By: Timothy Mullin, Master Gardener
It would be an error to assume that the first U.S. Ambassador to Mexico, Dr. Joel Poinsett ‘discovered’ the plant we call by his name. While Mr. Poinsett was the first person to bring the plant back to the United States, the native inhabitants of Central America had known about this winter blooming plant for a long time. Spanish overlords sent samples to Carl Linnaeus for official descriptions and naming in the 1700s, but it isn’t an easy plant to bring into bloom, and it doesn’t seem to have gotten much attention in Europe.
An avid plantsman from Charleston, Dr. Joel Poinsett was appointed the first U.S. minister to the new Republic of Mexico in 1825. While visiting an area south of Mexico City, Poinsett encountered this outstanding red-flowered plant, actually named Euphorbia pulcherrima, which he had to have, and, like most plant people, he wanted to share his find. Dates vary between 1825 and 1829 (as if 4 years makes much difference), during which he sent cuttings to his friends back in America. One of those people he exchanged plants with was William Bartram of Philadelphia.
Bartram’s Gardens, the oldest botanical garden in America, began in 1728 under John Bartram, plant collector to the King. John searched the colonies for new plant species which he shipped to Kew Gardens, England. His sons, John Jr. and William continued collecting native plants after the Revolution and expanded to an international trade rather than just shipping to the King’s garden at Kew. Joel Poinsett kept up correspondence with the Bartram brothers and sent one of his flower cuttings to William. Sadly, William had passed on, but his niece, Ann Bartram Carr continued running the plant business, and was grateful to the Ambassador for sharing his find.

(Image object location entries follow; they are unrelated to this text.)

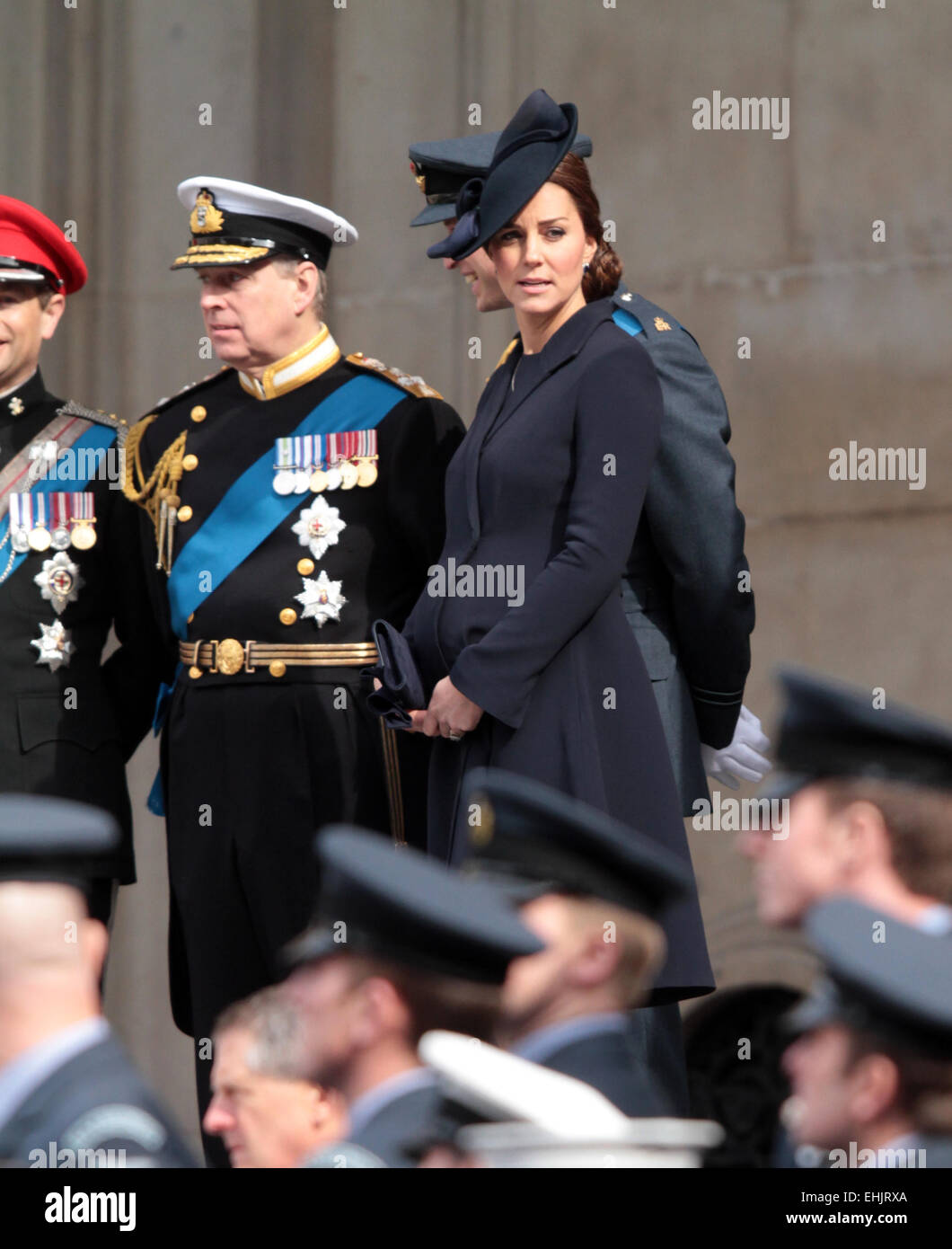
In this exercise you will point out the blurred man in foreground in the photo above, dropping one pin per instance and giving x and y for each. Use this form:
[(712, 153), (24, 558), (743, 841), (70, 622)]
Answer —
[(263, 1112)]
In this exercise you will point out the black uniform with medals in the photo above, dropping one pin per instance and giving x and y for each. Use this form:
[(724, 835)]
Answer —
[(93, 1102), (255, 761), (53, 742)]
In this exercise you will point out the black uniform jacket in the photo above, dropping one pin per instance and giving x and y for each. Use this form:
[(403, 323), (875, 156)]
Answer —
[(549, 483), (95, 1101), (75, 746)]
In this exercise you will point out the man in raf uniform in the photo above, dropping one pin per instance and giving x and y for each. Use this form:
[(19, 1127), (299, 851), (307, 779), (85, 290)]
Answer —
[(69, 1094), (871, 1073), (686, 589), (870, 807), (400, 944), (295, 497), (579, 874), (69, 566)]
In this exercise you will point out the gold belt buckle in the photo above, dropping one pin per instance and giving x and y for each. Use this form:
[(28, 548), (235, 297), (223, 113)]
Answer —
[(228, 656)]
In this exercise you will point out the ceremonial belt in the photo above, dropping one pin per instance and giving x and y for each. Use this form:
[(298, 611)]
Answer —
[(250, 509), (230, 656), (61, 430)]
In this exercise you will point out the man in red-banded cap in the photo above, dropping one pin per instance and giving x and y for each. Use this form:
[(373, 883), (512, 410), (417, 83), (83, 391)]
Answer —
[(67, 561)]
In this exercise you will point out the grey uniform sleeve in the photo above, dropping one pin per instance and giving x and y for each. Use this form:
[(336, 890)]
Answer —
[(699, 532)]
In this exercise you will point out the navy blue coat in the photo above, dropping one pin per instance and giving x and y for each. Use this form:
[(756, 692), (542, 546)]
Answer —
[(555, 487)]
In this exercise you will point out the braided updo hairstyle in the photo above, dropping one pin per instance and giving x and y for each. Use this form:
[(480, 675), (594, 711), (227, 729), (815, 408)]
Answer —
[(605, 268)]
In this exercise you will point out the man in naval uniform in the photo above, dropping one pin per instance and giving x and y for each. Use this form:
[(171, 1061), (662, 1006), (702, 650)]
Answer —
[(400, 944), (871, 1068), (577, 876), (868, 794), (69, 561), (295, 497), (69, 1094)]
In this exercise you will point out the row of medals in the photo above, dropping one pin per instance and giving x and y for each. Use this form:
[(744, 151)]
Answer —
[(83, 536), (345, 474)]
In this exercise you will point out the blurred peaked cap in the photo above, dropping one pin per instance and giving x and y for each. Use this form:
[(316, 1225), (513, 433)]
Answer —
[(833, 730), (881, 976), (398, 905), (499, 1086), (54, 839), (445, 165), (532, 145), (239, 223), (534, 833), (32, 249)]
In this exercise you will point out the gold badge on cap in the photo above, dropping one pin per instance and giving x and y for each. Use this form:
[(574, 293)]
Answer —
[(205, 217)]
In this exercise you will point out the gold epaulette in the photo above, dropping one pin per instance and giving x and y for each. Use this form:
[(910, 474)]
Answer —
[(506, 355), (414, 385), (157, 493)]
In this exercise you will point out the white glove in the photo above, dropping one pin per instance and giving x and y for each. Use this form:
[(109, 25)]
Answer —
[(743, 757)]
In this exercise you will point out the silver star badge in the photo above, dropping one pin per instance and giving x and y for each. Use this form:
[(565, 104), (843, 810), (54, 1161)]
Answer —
[(60, 581), (318, 526), (321, 598), (54, 644)]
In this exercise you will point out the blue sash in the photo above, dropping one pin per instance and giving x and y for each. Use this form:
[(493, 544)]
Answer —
[(95, 441), (250, 509), (628, 321)]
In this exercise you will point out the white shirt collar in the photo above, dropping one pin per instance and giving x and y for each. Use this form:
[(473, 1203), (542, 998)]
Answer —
[(541, 1044), (936, 919), (292, 371)]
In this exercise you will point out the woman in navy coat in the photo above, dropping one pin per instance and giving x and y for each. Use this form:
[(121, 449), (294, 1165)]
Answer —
[(521, 633)]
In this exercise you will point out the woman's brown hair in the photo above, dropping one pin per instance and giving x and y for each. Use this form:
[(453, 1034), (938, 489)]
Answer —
[(604, 271)]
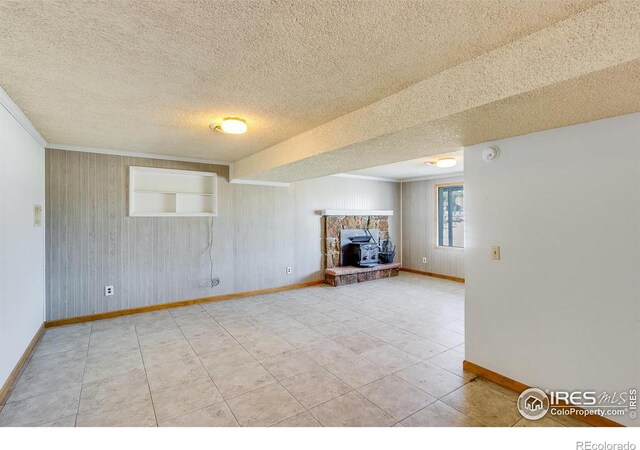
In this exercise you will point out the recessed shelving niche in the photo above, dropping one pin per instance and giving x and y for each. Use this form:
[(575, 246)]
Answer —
[(157, 192)]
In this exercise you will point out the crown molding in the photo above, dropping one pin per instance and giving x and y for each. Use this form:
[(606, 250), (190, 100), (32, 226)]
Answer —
[(354, 212), (109, 151), (259, 183), (366, 177), (254, 182), (20, 117), (434, 177)]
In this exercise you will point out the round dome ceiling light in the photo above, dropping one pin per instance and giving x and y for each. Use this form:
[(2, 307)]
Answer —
[(231, 125), (443, 163)]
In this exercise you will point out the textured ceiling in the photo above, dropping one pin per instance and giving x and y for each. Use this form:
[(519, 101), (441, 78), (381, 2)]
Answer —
[(151, 76), (414, 168), (610, 92), (457, 107)]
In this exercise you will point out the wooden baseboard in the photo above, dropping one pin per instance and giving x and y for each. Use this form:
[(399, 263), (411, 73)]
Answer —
[(596, 421), (435, 275), (143, 309), (17, 370)]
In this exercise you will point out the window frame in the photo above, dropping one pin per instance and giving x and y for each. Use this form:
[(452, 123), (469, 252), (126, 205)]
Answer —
[(437, 216)]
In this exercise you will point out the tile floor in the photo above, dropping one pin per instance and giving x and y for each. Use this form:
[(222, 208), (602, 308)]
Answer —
[(381, 353)]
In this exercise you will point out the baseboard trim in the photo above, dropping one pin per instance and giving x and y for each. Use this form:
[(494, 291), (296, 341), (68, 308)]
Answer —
[(435, 275), (143, 309), (22, 362), (596, 421)]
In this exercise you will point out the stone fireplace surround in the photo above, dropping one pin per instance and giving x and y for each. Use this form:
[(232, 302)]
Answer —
[(332, 225)]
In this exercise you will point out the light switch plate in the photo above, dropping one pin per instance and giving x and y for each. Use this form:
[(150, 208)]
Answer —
[(37, 215)]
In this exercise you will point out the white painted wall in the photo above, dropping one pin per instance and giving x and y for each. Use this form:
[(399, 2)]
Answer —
[(561, 309), (21, 244)]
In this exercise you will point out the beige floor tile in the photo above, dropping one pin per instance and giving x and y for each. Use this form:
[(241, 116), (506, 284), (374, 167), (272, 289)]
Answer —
[(387, 333), (503, 391), (62, 345), (216, 415), (303, 420), (439, 414), (420, 347), (122, 322), (133, 414), (49, 372), (568, 421), (76, 331), (263, 348), (451, 360), (315, 387), (431, 379), (113, 341), (396, 397), (41, 409), (209, 340), (185, 396), (356, 371), (65, 422), (167, 354), (122, 400), (166, 375), (484, 405), (359, 342), (326, 351), (443, 337), (99, 366), (390, 358), (265, 406), (237, 380), (160, 339), (286, 365), (302, 337), (544, 422), (351, 410)]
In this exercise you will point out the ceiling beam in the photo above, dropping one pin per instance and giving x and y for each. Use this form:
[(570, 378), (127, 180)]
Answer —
[(427, 117)]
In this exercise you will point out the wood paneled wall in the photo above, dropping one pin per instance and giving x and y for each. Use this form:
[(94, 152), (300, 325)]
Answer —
[(418, 231), (91, 242)]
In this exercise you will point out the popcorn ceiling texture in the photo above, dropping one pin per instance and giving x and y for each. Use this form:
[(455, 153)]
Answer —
[(429, 117), (151, 76)]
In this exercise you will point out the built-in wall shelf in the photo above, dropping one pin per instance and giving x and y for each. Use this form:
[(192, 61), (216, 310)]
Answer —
[(157, 192)]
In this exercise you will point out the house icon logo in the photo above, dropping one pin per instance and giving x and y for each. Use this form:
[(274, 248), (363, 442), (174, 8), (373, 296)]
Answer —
[(533, 404)]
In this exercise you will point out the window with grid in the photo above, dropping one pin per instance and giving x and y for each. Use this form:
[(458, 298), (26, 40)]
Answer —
[(450, 213)]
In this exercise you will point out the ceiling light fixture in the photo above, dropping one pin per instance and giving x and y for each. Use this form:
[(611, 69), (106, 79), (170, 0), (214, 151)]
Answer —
[(443, 163), (231, 125)]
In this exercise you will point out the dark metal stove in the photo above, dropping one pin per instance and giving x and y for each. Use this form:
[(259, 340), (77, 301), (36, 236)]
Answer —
[(362, 251)]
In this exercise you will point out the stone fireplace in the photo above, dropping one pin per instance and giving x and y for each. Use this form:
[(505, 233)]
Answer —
[(338, 227), (333, 226)]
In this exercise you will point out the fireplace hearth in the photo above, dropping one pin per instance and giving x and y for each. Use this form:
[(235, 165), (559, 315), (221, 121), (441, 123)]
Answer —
[(352, 249)]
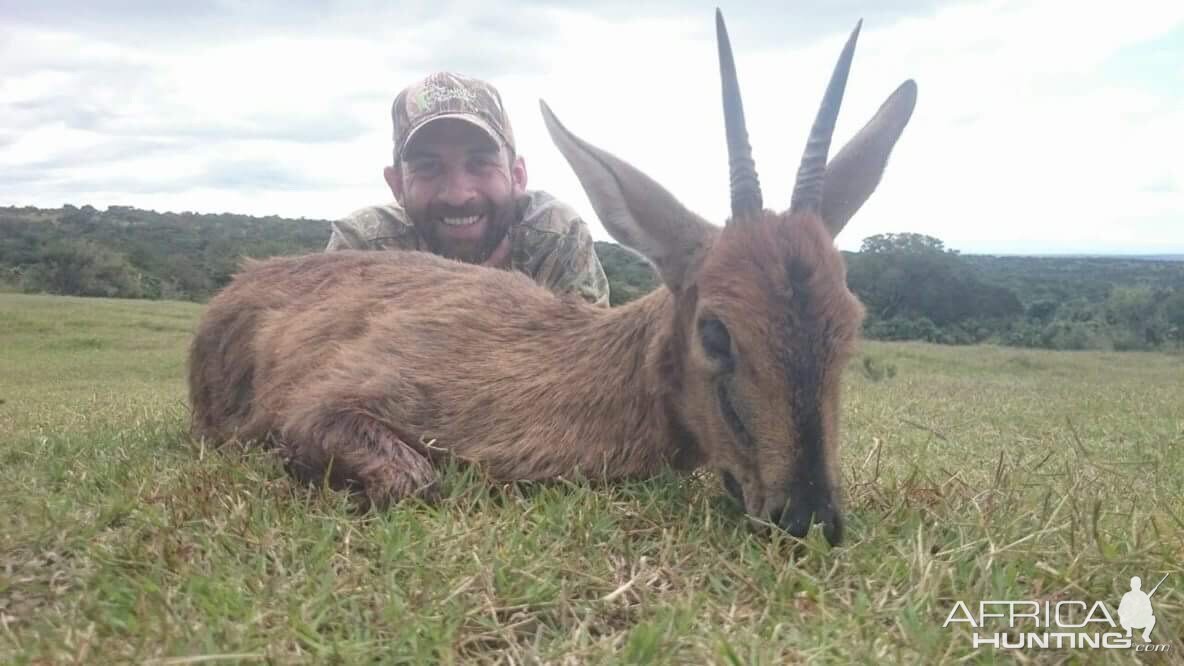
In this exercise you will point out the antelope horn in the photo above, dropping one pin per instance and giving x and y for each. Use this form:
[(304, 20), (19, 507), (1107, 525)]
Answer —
[(808, 189), (741, 170)]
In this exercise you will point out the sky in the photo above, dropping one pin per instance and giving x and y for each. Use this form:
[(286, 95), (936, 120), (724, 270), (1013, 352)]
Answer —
[(1041, 126)]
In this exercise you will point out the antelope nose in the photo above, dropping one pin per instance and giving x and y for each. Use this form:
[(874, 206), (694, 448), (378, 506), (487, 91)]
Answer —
[(800, 516)]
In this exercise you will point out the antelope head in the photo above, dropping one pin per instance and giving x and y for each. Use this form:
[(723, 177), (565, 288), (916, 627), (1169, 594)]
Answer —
[(761, 321)]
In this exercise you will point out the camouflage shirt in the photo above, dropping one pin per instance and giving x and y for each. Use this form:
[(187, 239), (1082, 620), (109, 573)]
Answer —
[(548, 242)]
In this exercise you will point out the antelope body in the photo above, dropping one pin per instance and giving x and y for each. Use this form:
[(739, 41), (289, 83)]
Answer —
[(348, 362)]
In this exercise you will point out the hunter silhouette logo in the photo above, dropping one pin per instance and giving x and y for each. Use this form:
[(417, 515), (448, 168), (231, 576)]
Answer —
[(1057, 625), (1134, 610)]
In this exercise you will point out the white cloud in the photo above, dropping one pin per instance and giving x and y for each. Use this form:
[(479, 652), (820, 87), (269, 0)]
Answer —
[(1020, 141)]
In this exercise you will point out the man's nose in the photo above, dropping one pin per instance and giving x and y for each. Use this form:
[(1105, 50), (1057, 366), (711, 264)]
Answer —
[(458, 189)]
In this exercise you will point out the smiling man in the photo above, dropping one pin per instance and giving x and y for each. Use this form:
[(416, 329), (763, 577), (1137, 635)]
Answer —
[(459, 191)]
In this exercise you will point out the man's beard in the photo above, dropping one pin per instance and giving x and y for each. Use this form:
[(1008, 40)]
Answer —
[(497, 218)]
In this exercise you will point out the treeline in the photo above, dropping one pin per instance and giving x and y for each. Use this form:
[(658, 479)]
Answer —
[(917, 289), (135, 254), (913, 287)]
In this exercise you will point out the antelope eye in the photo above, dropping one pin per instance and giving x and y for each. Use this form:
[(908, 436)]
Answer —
[(715, 339)]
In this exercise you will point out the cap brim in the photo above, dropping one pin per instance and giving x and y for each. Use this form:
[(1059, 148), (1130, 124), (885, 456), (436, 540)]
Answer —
[(473, 119)]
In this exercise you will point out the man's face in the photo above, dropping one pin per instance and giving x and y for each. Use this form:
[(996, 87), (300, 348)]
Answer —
[(458, 187)]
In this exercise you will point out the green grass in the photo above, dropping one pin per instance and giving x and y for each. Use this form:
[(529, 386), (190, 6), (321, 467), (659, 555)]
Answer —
[(971, 473)]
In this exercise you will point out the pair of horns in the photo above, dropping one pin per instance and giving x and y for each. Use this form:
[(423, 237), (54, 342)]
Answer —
[(746, 197)]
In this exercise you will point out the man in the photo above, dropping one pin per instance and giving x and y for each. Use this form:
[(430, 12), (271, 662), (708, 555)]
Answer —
[(459, 190)]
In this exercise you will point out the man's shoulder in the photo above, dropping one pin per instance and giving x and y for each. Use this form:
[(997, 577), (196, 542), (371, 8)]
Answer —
[(388, 218), (545, 213), (378, 226)]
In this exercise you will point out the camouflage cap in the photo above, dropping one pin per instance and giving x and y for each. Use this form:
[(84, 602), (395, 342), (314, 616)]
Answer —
[(449, 95)]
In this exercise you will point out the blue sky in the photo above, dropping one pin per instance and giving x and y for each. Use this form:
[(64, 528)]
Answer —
[(1041, 126)]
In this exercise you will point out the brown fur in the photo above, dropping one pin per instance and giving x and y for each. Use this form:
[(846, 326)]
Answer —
[(356, 357), (349, 362)]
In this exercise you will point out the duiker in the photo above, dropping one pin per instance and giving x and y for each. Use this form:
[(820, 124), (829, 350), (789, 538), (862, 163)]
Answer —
[(348, 362)]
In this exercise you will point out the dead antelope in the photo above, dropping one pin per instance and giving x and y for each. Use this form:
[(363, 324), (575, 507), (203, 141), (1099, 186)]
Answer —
[(348, 362)]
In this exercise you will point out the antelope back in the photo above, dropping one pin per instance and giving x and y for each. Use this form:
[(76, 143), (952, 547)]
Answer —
[(763, 322)]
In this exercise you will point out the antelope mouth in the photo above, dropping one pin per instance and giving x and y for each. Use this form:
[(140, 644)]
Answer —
[(461, 221)]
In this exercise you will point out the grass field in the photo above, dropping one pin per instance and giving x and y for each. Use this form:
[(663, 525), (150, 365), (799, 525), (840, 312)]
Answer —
[(971, 474)]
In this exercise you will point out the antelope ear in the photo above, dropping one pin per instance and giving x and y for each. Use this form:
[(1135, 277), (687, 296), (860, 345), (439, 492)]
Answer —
[(637, 211), (856, 170)]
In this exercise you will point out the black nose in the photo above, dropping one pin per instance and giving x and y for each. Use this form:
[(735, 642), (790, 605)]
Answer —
[(800, 516)]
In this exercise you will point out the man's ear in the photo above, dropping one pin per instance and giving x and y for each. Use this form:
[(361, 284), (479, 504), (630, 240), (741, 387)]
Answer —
[(393, 177), (518, 175)]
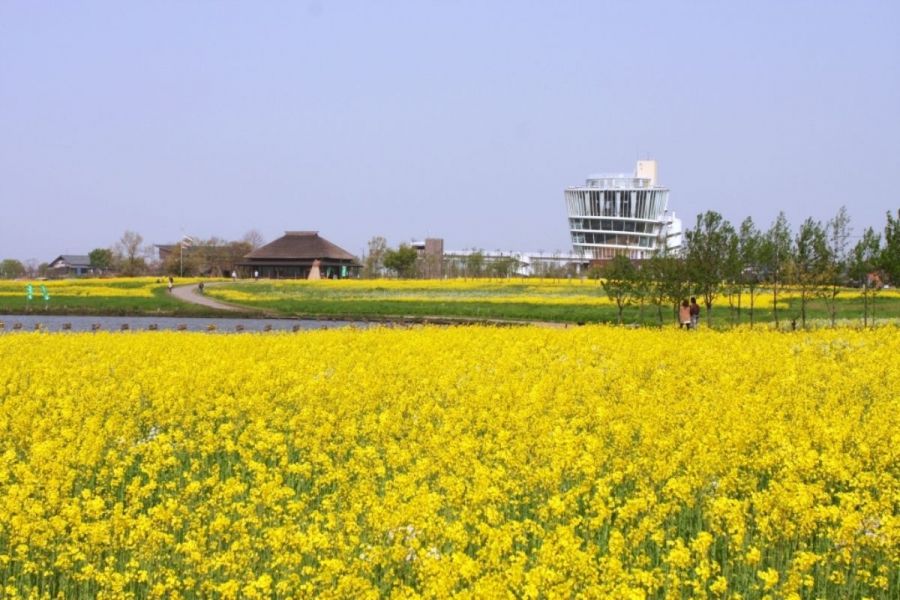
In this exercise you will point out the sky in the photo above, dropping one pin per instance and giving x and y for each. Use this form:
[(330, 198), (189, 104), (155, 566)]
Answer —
[(464, 120)]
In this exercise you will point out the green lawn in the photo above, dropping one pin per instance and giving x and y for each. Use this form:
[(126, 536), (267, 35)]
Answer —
[(521, 301), (139, 296)]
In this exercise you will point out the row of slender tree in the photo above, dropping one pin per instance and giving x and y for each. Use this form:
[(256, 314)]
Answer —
[(718, 259)]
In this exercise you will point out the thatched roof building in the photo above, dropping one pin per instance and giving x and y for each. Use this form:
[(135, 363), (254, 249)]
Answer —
[(293, 255)]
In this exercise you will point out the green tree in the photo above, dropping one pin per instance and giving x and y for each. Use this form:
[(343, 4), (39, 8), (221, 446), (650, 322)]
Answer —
[(101, 259), (11, 268), (129, 253), (775, 255), (619, 282), (749, 247), (865, 258), (669, 282), (475, 263), (838, 233), (732, 270), (373, 263), (707, 248), (809, 263), (402, 260), (890, 252)]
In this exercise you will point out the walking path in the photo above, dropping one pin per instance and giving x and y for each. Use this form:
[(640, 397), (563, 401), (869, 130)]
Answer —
[(191, 294)]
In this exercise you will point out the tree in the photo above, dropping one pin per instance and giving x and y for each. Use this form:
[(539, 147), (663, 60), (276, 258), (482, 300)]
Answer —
[(402, 260), (11, 268), (809, 263), (253, 239), (838, 233), (619, 279), (129, 249), (749, 247), (669, 282), (864, 259), (774, 255), (732, 271), (503, 267), (475, 263), (101, 259), (373, 263), (707, 246), (890, 252)]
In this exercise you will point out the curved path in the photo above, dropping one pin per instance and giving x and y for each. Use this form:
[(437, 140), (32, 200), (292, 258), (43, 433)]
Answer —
[(191, 293)]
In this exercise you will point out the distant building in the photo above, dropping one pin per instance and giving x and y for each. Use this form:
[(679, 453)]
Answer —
[(70, 265), (622, 214), (431, 257), (293, 255)]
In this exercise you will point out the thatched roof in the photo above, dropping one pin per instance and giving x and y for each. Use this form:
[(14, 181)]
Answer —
[(299, 245)]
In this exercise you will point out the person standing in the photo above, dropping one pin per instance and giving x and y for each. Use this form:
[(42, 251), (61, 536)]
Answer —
[(695, 313), (684, 314)]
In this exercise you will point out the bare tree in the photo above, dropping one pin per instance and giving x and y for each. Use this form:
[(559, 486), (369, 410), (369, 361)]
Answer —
[(373, 263), (129, 250), (838, 231), (254, 239)]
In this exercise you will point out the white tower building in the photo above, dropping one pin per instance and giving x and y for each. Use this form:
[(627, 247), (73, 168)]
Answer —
[(622, 214)]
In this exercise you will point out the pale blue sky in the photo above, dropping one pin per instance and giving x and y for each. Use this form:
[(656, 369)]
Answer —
[(462, 120)]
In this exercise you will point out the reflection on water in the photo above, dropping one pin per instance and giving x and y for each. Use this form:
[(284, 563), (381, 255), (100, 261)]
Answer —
[(13, 323)]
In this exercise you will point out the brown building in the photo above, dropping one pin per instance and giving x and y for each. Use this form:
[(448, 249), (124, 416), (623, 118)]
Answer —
[(292, 256), (70, 265)]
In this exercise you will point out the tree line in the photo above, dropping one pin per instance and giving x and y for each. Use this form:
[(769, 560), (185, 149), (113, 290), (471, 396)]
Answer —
[(719, 260), (129, 256)]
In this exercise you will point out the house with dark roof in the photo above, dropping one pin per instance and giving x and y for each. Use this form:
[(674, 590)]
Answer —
[(300, 255), (70, 265)]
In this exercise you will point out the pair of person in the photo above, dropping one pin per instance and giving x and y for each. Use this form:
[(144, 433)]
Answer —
[(689, 314)]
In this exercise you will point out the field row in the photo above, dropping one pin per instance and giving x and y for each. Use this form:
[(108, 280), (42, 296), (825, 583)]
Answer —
[(482, 462)]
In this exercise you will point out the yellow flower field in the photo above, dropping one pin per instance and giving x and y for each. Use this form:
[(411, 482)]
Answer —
[(497, 291), (480, 462)]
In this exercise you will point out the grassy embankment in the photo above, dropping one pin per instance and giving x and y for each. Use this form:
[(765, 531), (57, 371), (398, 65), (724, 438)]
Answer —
[(527, 300), (118, 296)]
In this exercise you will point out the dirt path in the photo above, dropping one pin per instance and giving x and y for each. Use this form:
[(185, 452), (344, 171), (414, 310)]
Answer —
[(191, 294)]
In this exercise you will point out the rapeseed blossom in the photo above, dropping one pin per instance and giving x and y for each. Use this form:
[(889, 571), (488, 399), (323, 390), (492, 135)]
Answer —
[(478, 462)]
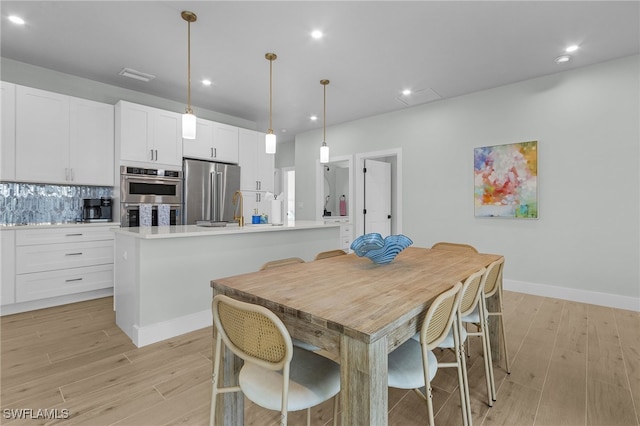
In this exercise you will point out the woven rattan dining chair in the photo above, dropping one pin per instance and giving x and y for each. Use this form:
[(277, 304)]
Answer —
[(413, 364), (443, 245), (472, 300), (492, 286), (330, 253), (275, 375), (281, 262), (289, 261)]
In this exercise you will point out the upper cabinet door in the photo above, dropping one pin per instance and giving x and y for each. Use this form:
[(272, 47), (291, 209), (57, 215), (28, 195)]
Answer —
[(149, 135), (202, 146), (136, 132), (8, 148), (42, 136), (225, 143), (167, 140), (91, 142)]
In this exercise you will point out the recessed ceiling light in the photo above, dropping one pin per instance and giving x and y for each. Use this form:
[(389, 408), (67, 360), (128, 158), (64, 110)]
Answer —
[(16, 20)]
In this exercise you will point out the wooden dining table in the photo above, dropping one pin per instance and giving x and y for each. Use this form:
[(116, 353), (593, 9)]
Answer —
[(357, 311)]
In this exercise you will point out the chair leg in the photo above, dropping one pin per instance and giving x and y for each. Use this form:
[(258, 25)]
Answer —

The Pennsylvania Horticultural Society established their first Flower Show (which remains the largest indoor flower show in the world) in 1829. Ann Bartram Carr exhibited at that first flower show in Philadelphia, and featured her poinsettia.
Robert Buist, born a Scotsman, and trained as a gardener, came to America in 1828 and within a few years established a very successful nursery business, featuring roses, camellias and dahlias. He attended this first-of-its-kind flower show and was intrigued by the Bartram-Carr display, purchasing the poinsettia. Working with the plant to discover how it grew and bloomed, Buist realized that he could grow a number of ‘mother plants’ and by pruning them, he could increase the number of blooming branches, and by searing the cut branch ends, the lovely red bracts could survive for weeks as a cut flower. Buist had hit on the plant’s commercial value, Christmas Flowers!
By the mid-1830s, Buist was selling cut poinsettia flowers in Philadelphia and surrounding areas. He was doing great business and really established the poinsettia as a popular holiday symbol. Of course, others took advantage of Buist’s work and began growing their own ‘mother plants,’ and selling cut flowers in other cities.
During the Victorian period, known for the increasing love of poinsettias for holiday decoration, they were only sold as cut flowers. It wasn’t until the 20th century, with the switch to selling potted plants, that the poinsettia ‘industry’ took off.
Albert Ecke, a clever German immigrant, settled in California in 1900, where he ran an orchard and dairy, but he liked this Christmas flower and worked with it to discover how he could improve on the cut-flower trade. Albert realized how easily a cutting could be rooted, and that a growing plant had more blooms on it and sold for more than a single flower. Also, by rooting more than one plant in the same pot, a full, heavily blooming pot of poinsettias looked very beautiful and commanded an even higher price.
Albert began selling his potted poinsettias from street stands in Los Angeles, and did very well. His son, Paul Ecke, joined his father in making poinsettias their main business and developed the technique of grafting different colors of poinsettias onto plants in the same pot for very exotic looking plants. By 1923, the Ecke family had a virtual monopoly on the poinsettia trade. The third generation, Paul Ecke, Jr. began national marketing, mostly by providing free poinsettias to TV stations to decorate their stages during popular broadcasts, like Bob Hope’s Christmas Specials and the Tonight Show, taking the beauty of the flower into every home in America, making it even more that symbol of the season.